The unrest in Philadelphia began on the evening of August 28 after a black woman named Odessa Bradford got into an argument with two police officers, one black, Robert Wells, and the other white, John Hoff, after her car stalled at 23rd Street and Columbia Avenue. Because Bradford’s car had stalled, and she was unable to drive it, an argument between her and the two officers ensued. The officers then tried to physically remove Bradford from the car. As the argument went on, a large crowd assembled in the area. A man tried to come to Bradford’s aid by attacking the police officers at the scene, both he and Bradford were arrested.
Rumors then spread throughout North Philadelphia that a pregnant black woman had been beaten to death by white police officers. Bradford, of course, was neither pregnant, beaten nor dead. Later that evening, and throughout the next two days, angry black mobs looted and burned mostly white-owned businesses in North Philadelphia, mainly along Columbia Avenue. Outnumbered, the police response was to withdraw from the area rather than aggressively confront the rioters. Any logical or coherent connection between the false rumor – which could have been easily disproven by a responsible press – and the looting has escaped historical discovery and understanding.
Although no one was killed, 341 people were injured, 774 people were arrested and 225 stores were damaged or destroyed in the three days of rioting. Some of the tension was attributable to religion, with Nation of Islam Muslims and black nationalists pitted against Martin Luther King supporting Black Baptist ministers such as Cecil B Moore, who called for calm.
The problem was that Moore’s aggressive manner and confrontational tactics alienated many leaders, black and white, including many within the NAACP who preferred negotiation “behind closed doors” over direct action. Moore himself acknowledged how his military service shaped his grassroots activism:
“I was determined when I got back [from World War II combat] that what rights I didn’t have I was going to take, using every weapon in the arsenal of democracy. After nine years in the Marine Corps, I don’t intend to take another order from any son of a bitch that walk.”
Race relations, [nationally], continued to deteriorate over the next year [due, in great part, to intemperate and incompetent reporting by a clearly intimidated national press] and, in August 1965 tensions boiled over in the Watts neighborhood in Los Angeles, CA. Growing tension between [militant] blacks and [threatened] whites, and between [undermanned] police and [uncomfortable] civilians added fuel to the fire. The final straw was when a white California Highway Patrol officer pulled over and arrested a black man for apparently driving while drunk, but the growing crowd of witnesses soon turned antagonistic.
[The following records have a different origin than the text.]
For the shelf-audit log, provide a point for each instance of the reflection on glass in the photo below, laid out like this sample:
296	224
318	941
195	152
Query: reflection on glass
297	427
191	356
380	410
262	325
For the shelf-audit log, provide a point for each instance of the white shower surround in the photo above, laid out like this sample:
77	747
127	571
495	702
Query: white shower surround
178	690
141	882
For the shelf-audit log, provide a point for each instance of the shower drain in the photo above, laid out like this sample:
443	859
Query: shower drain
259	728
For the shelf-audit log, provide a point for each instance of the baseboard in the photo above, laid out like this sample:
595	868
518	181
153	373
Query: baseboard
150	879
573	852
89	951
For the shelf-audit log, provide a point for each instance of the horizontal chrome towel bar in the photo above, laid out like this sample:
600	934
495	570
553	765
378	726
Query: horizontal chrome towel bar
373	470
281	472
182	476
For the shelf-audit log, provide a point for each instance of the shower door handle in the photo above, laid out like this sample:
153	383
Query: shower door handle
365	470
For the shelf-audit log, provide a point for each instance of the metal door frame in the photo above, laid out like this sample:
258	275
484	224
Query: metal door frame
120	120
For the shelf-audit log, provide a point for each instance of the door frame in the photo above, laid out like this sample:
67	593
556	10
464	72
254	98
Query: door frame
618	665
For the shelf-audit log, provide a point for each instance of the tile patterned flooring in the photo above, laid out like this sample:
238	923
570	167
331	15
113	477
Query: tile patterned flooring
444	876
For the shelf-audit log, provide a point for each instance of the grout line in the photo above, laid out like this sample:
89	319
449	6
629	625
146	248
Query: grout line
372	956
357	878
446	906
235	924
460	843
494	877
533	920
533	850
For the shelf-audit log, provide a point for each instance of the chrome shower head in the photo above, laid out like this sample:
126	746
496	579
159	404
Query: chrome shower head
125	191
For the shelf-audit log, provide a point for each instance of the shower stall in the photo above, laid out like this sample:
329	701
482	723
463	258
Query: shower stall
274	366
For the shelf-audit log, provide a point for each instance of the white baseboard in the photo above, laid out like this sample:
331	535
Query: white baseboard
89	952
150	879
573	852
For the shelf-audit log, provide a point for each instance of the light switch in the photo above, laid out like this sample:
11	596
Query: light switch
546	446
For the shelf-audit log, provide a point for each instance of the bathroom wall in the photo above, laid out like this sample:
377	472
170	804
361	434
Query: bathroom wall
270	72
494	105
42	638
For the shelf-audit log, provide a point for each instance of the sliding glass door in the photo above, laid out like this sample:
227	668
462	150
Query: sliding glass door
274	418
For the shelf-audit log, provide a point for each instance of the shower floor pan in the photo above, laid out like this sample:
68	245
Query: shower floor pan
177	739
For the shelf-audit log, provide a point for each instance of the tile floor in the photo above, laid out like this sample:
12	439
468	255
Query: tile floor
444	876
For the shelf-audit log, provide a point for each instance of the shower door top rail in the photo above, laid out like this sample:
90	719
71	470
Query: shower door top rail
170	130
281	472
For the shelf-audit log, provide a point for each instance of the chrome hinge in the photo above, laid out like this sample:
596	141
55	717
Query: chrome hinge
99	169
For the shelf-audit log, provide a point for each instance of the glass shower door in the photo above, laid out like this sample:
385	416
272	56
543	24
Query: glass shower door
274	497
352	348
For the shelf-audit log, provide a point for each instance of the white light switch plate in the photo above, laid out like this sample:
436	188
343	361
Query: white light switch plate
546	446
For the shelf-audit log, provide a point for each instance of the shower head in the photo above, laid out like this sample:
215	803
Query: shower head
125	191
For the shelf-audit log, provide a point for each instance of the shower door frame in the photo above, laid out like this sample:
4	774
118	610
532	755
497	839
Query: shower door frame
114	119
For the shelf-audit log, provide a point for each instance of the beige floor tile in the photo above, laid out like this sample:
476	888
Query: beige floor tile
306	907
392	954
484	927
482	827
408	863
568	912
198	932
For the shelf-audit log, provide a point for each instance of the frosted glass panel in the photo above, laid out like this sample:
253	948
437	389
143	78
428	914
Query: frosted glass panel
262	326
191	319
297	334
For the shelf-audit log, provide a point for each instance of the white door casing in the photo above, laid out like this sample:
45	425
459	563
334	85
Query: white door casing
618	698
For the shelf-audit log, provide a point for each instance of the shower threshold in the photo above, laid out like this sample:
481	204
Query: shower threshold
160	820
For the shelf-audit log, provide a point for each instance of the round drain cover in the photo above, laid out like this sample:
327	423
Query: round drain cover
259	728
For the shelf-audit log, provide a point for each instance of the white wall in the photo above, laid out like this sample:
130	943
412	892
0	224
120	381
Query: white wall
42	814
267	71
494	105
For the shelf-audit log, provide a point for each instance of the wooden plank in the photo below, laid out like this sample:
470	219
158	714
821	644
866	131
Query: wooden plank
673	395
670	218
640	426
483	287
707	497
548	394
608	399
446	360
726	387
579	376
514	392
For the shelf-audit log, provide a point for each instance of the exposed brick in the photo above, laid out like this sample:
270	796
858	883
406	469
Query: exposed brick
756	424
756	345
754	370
The mob grew angry, and when the CHP officer wound up arresting the man’s brother (also in the car) and mother, full-flegded riots broke out in that section of town. Fires, violence, and looting were rampant for days, and the riots would be the biggest in L.A. history until those in 1992 which were ignited by the “Rodney King Affair”. The National Guard eventually was ordered in to help. At the end of the spree, 34 people were dead, more than 2,000 injured, and almost 4,000 arrested.